One of the Twelve Students who had occupied President Sample's office, wrote the following commentary less than fifteen minutes after the end of the occupation:
SCALE (Student Coalition Against Labor Exploitation), a USC student organization, walked into an administration building this morning demanding an answer to a 2 year-long plea to end sweatshop labor on campus. For these last 2 years, SCALE has repeatedly presented the administration with educational material on sweatshop conditions, providing encouragement, and the opportunity, to sign a contract with a sweatshop monitoring program, WRC (Workers' Rights Consortium).
The current policy at USC includes an exclusive contract with Nike for all athletic apparel.
In addition, USC is currently a member of the FLA (Fair Labor Association), a rather faulty monitoring agency. FLA lost many human rights groups who were at one time in support of their role in the labor realms as established under the Clinton administration. But, as FLA failed to fairly monitor the companies it represented, support wained. In fact, the only remaining board members present on FLA are representatives of those companies who are accused of sweatshop labor practices. As SCALE puts it, this results in a "fox guarding the henhouse" sort of relationship.
USC has long held a code of conduct that insures proper labor management as related to any and all of their logo products. Because this code of conduct has failed to enforce business practices by companies such as Nike, and because the students' attempts to converse with the administration in a timely and beaurocratic fashion, direct action was taken as a last resort.
Accompanied by the National Lawyers' Guild, SCALE's participants negotiated with administration officials inside President Sample's office while a sea of students supported them from the outside.
After five hours of proposals, and counter proposals, an agreement was reached whereas USC will make a final decision whether to join the WRC by May 9th, the day before USC's graduation.
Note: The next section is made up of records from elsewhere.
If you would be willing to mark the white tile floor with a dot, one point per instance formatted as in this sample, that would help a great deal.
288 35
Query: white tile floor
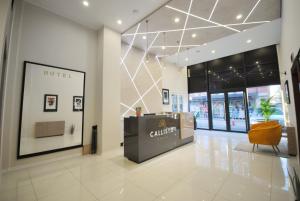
207 170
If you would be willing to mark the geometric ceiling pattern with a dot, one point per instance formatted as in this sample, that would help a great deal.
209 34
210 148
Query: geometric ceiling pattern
184 24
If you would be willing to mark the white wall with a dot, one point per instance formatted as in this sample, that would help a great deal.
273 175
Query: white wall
4 14
43 37
109 82
290 42
175 79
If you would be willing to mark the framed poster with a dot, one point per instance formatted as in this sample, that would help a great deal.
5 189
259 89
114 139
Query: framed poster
77 103
50 103
165 96
47 121
287 92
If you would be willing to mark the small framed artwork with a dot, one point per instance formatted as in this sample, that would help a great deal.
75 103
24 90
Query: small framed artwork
165 96
287 92
77 103
50 103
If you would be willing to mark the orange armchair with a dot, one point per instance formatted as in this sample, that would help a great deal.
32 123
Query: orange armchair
266 133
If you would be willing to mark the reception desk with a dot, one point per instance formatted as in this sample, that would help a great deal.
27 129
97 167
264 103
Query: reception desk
148 136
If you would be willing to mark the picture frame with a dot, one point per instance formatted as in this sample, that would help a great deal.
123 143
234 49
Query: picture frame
50 102
49 82
287 92
78 103
165 96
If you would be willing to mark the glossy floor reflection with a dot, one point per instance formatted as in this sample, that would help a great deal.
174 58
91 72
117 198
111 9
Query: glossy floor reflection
206 170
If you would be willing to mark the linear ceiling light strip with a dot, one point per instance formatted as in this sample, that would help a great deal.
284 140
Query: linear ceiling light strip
201 18
146 92
131 44
251 11
145 53
149 73
213 10
195 28
130 108
134 85
157 59
185 23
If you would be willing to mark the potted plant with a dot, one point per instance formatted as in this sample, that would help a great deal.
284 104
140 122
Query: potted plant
267 109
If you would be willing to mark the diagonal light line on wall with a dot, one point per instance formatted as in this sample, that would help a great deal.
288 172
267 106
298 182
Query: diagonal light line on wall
201 18
157 59
145 53
185 23
131 44
134 85
141 98
251 11
213 10
130 108
150 74
195 28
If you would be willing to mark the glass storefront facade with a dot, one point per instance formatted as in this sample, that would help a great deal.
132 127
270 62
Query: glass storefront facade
225 94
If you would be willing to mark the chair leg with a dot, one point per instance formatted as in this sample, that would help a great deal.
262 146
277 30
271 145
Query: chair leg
277 148
274 149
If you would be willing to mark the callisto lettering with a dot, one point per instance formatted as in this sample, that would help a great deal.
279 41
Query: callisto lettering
162 132
56 74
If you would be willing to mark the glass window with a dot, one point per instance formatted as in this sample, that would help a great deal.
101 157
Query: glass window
199 106
256 94
218 111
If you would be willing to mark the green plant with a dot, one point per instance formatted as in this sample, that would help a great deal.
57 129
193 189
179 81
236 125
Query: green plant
295 183
267 109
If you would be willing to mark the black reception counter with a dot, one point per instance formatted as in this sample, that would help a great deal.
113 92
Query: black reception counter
148 136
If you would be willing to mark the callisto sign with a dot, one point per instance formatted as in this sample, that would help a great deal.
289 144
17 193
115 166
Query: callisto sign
164 130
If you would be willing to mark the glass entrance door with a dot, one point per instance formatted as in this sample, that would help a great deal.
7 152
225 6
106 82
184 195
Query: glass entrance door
237 113
218 109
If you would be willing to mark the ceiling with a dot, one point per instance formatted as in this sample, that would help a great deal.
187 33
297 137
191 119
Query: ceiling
102 12
206 20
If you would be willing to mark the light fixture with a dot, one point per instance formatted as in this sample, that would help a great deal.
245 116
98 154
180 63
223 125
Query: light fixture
86 3
119 22
239 16
177 19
Without a doubt, the action was a success. In effect, the administration, though not bending to immediate demands, has been forced to see the student's force face to face; and work through a balenced, democratic negotiating process with the students who, by default, pay their salary. The fight, of course, is not over. If demands are not met by the said date (May 9), further action will take place. The voice of the students will be heard, and change will take place on a campus that has long been labeled as unmoveable.